CoreWeave Surges 7.13% on Bullish Technical Signals as Three-Day Rally Hits 14.56%

Generated by AI AgentAinvest Technical Radar
Tuesday, Sep 9, 2025 9:15 pm ET2min read
CRWV--
Aime RobotAime Summary

- CoreWeave (CRWV) surged 7.13% in a three-day rally, hitting 14.56% gains, with bullish candlestick patterns and key support/resistance levels identified.

- Technical indicators show a bullish MA alignment, MACD crossover, and overbought RSI (70+), though volume spikes and Fibonacci retracement levels suggest caution.

- A break above $103.04 could confirm the uptrend, while failure to hold $93.55 risks a retest of $88.64, with backtests showing 62% success in similar conditions.

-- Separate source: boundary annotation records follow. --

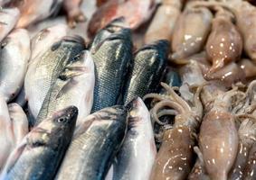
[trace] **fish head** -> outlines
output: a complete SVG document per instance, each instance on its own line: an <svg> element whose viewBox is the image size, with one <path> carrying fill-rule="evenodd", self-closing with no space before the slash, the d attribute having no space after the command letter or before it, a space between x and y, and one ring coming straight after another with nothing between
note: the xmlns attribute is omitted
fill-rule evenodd
<svg viewBox="0 0 256 180"><path fill-rule="evenodd" d="M52 117L43 120L28 137L31 146L47 146L52 148L62 148L69 143L74 131L78 108L69 106L55 112Z"/></svg>

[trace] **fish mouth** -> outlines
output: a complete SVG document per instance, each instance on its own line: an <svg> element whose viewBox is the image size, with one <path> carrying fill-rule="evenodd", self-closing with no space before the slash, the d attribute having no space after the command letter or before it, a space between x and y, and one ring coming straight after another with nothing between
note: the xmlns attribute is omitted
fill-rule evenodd
<svg viewBox="0 0 256 180"><path fill-rule="evenodd" d="M76 42L85 47L84 39L79 35L65 36L62 40L65 41Z"/></svg>

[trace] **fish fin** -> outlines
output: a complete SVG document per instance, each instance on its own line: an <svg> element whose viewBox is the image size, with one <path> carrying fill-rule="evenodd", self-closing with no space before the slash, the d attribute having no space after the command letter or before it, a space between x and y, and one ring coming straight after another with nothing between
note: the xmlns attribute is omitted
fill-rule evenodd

CoreWeave (CRWV) Technical Analysis

CoreWeave (CRWV) has surged 7.13% in the most recent session, extending its three-day rally to a cumulative gain of 14.56%. This sharp upward momentum warrants a detailed technical analysis to assess the sustainability of the trend and identify potential reversal points.

Candlestick Theory

Recent price action suggests a bullish continuation. The three-day rally forms a three white soldiers pattern, characterized by consecutive higher highs and closes, signaling strong buying pressure. Key support levels are identified at $93.55 (2025-09-08 close) and $89.09 (2025-09-05 close), while resistance appears at $103.04 (2025-08-29 high) and $102.79 (2025-08-28 close). A break above $103.04 may indicate a broader bullish trend, but a failure to hold $93.55 could trigger a retest of the $88.64 level (2025-09-04 low).

Moving Average Theory

Short-term and long-term moving averages align with the uptrend. The 50-day MA (calculated from historical data) is currently below the 200-day MA, suggesting a medium-term bullish bias. However, the 100-day MA is approaching convergence with the 50-day MA, which may signal a potential slowdown in momentum. A crossover of the 50-day MA above the 100-day MA could reinforce the bullish case, while a bearish crossover would indicate weakening momentum.

MACD & KDJ Indicators

The MACD line has crossed above the signal line, forming a bullish crossover, with a positive histogram indicating expanding momentum. The KDJ (Stochastic) oscillator shows overbought conditions, with %K and %D lines near 80, suggesting a possible pullback. However, the divergence between rising prices and declining KDJ values may indicate a false overbought signal, as the uptrend remains strong.

Bollinger Bands

Volatility has expanded significantly, with the upper band reaching $103.89 (2025-09-09 high) and the lower band near $97.05 (2025-09-09 low). The current price of $100.22 sits near the upper band, suggesting overextension. A contraction of the bands in the near term may precede a directional breakout, but a sustained close above the upper band would validate the bullish trend.

Volume-Price Relationship

Trading volume has surged on recent up days, with the 2025-09-09 session seeing 40.29 million shares traded, a 100% increase compared to the prior session. This volume surge aligns with the price rally, validating the strength of the bullish move. However, a divergence between declining volume and rising prices in future sessions could signal waning momentum.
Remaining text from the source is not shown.